IHS Chemical and the Society of the Plastics Industry Inc. are taking their Global Plastics Summit into the fourth dimension.
That’s because Houston-based IHS and Washington-based SPI have lined up MIT professor Skylar Tibbits to speak at the event, which is scheduled for Oct. 28-30 in Chicago.
Tibbits has worked on what he calls 4-D technology, which takes 3-D printing technology one step further to allow the printing of items that adjust themselves over time in order to accommodate changing physical conditions. 4-D printed items also can repair themselves.
4-D printing is being looked at by many different sectors, including health care, construction and infrastructure. In 2013, Tibbits gave a TED talk on the emergence of 4-D printing.
“Our goal is to make this the preeminent event for the market, and 3-D printing is a key technology,” IHS executive Nick Vafiadis said in a recent phone interview. “It’s all about the future of the plastics industry.”
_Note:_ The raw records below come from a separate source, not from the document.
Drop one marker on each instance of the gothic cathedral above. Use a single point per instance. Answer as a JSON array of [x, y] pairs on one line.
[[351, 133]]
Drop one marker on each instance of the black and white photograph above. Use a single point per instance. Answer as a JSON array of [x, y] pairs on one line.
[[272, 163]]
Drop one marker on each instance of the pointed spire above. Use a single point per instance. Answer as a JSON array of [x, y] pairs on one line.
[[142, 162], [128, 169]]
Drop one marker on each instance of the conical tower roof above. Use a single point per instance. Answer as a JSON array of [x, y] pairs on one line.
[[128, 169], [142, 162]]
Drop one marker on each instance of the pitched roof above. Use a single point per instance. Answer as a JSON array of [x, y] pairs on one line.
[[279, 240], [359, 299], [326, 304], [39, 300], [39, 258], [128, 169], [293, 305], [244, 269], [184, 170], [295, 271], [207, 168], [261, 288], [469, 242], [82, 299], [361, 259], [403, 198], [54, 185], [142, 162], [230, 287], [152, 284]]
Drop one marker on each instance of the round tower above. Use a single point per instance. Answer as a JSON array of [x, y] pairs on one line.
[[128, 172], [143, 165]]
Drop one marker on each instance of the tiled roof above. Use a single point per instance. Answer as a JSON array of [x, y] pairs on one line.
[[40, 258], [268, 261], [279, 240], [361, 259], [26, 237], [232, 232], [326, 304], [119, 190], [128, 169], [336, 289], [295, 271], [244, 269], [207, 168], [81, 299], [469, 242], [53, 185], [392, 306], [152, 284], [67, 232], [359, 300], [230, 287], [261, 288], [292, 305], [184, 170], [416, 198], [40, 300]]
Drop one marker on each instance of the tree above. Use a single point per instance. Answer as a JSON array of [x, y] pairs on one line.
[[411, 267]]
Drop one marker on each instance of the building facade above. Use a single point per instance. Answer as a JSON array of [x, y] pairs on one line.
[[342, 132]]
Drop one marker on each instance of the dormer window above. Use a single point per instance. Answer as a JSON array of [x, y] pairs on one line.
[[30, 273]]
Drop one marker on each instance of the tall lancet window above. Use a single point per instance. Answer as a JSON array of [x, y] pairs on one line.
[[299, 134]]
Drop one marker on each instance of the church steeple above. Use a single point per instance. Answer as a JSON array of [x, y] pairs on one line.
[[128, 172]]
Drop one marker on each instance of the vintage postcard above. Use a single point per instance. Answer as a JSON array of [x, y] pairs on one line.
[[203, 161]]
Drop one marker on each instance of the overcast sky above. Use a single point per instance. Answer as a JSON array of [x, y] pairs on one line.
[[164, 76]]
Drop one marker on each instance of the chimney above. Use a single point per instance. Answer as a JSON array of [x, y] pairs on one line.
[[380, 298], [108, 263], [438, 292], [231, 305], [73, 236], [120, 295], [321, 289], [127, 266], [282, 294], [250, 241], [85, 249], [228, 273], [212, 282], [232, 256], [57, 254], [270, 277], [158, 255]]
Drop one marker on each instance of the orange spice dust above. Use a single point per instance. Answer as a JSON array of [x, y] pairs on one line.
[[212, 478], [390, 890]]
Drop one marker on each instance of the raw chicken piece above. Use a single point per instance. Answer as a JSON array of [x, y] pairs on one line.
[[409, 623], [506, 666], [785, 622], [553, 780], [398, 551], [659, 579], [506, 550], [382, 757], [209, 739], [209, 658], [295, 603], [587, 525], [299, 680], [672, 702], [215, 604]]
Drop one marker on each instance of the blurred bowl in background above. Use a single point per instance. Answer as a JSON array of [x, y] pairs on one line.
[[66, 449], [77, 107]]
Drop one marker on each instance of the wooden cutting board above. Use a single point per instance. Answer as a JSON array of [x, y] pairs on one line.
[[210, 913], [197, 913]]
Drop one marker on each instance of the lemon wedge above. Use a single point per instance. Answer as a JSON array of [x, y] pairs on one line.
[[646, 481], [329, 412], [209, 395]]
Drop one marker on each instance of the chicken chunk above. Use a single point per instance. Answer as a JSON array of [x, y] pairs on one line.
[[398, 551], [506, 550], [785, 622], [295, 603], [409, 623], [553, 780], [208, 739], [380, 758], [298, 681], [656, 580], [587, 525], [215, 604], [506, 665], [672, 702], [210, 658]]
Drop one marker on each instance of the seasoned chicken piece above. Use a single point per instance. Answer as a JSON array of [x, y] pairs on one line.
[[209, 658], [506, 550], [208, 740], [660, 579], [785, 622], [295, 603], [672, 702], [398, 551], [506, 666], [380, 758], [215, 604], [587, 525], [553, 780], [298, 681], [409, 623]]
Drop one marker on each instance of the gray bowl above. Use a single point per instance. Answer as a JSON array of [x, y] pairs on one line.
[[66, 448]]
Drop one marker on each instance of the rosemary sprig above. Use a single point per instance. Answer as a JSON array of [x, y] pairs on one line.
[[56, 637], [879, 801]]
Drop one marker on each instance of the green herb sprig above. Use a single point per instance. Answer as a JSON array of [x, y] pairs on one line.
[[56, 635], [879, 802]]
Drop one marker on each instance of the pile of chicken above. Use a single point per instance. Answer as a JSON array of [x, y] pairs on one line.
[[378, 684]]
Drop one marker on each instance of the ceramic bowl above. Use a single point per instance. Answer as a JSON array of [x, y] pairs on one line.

The first full day of GPS 2015 — Oct. 29 — will focus on emerging resin capacity and the impact on key segments of the supply chain, Vafiadis said. Speakers and panelists from numerous resin makers, processors and brand owners will be represented, including Borealis, Ineos, Sasol, Braskem Idesa, AEP Industries, Albemarle and Krauss-Maffei Corp.
Day two will focus on emerging technologies and will feature Tibbits, along with speakers from Proto Labs, Underwriters Laboratories, BD Medical, KW Plastics, Muehlstein and the Houston Mercantile Exchange. SPI President and CEO Bill Carteaux will serve as a moderator.
IHS consultants will present market outlooks on both days.
Last year’s GPS drew around 300 attendees, with attendance this year on pace to surpass that total, Vafiadis said.